SUPPORT FOR RESEARCH INTO PARALYSIS AND SPINAL CORD INJURY
A Shorten Labor Government will provide $1.65m in support for the Perry Cross Spinal Research Foundation to help them find a cure for paralysis and for the Foundation’s functional therapy program.
There are approximately 15,000 Australians living with a spinal cord injury. Every day, one more Australian experiences spinal cord injury.
Established in 2010, the Perry Cross Spinal Research Foundation’s mission is to find a cure for paralysis, inspired by its founder Perry Cross’ own experience of a spinal cord injury during a rugby union accident, rendering him a C2 quadriplegic.
Through the Perry Cross Spinal Research Foundation and its partners, which include the Menzies Health Institute Queensland at Griffith University and others, a Shorten Labor Government will provide $1.65m for research into the effectiveness of a sustained functional therapy program for spinal cord injury sufferers as well as an evaluation of the social and economic costs of spinal cord injury.

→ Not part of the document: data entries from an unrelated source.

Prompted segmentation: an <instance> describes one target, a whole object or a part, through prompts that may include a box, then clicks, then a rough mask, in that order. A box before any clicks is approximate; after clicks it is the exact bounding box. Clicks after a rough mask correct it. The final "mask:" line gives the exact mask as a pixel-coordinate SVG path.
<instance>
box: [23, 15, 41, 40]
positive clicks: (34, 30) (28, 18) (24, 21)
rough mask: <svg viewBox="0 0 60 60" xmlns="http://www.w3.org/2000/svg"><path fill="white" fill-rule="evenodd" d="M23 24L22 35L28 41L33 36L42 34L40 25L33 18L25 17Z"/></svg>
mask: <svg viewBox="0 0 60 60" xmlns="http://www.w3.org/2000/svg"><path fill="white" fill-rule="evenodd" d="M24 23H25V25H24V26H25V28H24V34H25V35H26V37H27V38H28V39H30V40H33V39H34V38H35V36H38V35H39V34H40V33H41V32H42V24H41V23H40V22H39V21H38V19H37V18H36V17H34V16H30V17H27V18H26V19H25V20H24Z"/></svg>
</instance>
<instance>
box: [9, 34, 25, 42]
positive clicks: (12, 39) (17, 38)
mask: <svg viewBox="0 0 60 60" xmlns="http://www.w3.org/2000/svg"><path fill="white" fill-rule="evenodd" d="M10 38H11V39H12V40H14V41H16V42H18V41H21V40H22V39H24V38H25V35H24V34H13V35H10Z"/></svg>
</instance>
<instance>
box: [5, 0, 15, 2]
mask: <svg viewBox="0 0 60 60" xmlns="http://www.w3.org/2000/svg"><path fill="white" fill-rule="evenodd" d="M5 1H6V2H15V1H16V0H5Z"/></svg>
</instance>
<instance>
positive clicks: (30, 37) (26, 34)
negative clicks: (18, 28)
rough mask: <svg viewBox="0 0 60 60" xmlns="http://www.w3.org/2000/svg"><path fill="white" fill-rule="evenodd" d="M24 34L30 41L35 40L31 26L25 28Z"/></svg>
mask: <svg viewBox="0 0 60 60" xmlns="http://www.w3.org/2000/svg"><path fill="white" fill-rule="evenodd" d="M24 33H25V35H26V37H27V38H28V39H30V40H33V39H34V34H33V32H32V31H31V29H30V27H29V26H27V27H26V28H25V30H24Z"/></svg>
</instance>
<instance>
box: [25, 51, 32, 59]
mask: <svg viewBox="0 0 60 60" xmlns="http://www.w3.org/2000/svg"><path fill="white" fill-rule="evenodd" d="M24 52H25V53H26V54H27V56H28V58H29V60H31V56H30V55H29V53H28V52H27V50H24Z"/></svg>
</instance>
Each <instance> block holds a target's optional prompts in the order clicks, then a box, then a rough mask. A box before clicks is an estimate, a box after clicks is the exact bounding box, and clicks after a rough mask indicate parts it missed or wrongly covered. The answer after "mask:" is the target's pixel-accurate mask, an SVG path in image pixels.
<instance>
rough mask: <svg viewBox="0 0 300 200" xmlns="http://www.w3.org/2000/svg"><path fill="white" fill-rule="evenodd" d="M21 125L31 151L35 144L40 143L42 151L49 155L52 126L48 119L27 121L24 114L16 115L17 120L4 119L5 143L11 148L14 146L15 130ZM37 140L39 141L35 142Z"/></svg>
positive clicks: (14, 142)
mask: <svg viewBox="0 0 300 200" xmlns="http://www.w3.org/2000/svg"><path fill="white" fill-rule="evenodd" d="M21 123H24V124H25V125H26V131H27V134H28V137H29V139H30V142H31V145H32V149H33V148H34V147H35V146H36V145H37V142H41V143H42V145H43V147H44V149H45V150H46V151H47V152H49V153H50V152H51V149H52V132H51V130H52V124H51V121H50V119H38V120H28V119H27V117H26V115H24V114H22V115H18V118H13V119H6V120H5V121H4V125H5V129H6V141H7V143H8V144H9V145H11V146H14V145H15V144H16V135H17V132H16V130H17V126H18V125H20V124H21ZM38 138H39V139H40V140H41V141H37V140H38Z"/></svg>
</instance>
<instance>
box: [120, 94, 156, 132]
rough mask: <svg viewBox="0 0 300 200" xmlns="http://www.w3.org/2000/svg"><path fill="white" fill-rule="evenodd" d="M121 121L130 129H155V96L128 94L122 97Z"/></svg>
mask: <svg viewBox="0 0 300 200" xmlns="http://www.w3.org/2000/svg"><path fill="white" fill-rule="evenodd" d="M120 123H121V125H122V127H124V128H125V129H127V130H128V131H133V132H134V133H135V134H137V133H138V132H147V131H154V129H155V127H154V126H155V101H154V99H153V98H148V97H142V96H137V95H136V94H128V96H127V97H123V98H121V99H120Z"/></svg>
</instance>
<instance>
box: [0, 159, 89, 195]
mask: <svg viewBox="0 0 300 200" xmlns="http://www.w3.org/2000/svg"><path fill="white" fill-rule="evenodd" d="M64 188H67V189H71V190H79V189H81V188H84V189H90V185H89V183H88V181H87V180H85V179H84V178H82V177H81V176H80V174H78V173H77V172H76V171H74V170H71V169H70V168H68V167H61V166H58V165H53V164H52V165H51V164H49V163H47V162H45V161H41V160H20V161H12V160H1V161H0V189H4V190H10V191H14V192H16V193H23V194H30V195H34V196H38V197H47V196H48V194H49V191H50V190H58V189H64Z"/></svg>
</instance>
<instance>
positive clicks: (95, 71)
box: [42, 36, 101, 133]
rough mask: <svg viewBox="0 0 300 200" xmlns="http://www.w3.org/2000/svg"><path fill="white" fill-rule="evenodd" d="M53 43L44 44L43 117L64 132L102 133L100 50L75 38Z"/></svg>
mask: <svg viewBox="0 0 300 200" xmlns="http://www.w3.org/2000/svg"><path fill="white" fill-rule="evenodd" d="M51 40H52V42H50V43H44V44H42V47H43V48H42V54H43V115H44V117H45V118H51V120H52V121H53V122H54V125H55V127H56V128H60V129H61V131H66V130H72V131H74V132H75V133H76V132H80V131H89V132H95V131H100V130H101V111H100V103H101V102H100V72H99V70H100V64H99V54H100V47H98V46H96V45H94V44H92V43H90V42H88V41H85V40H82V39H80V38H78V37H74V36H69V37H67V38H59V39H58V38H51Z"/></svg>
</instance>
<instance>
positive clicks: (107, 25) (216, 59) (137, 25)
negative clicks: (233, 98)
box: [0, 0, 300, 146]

The sustained functional therapy program is a long-term intensive activity rehabilitation program that allows the nervous system to make new connections and to re-learn the necessary fine control needed for proper motor and sensory function – a complementary program that will contribute to the university and the Foundation’s mission of funding to find a cure for paralysis.
This promise is consistent with Labor’s commitment to supporting a health system that will ensure greater health outcomes for every Australian.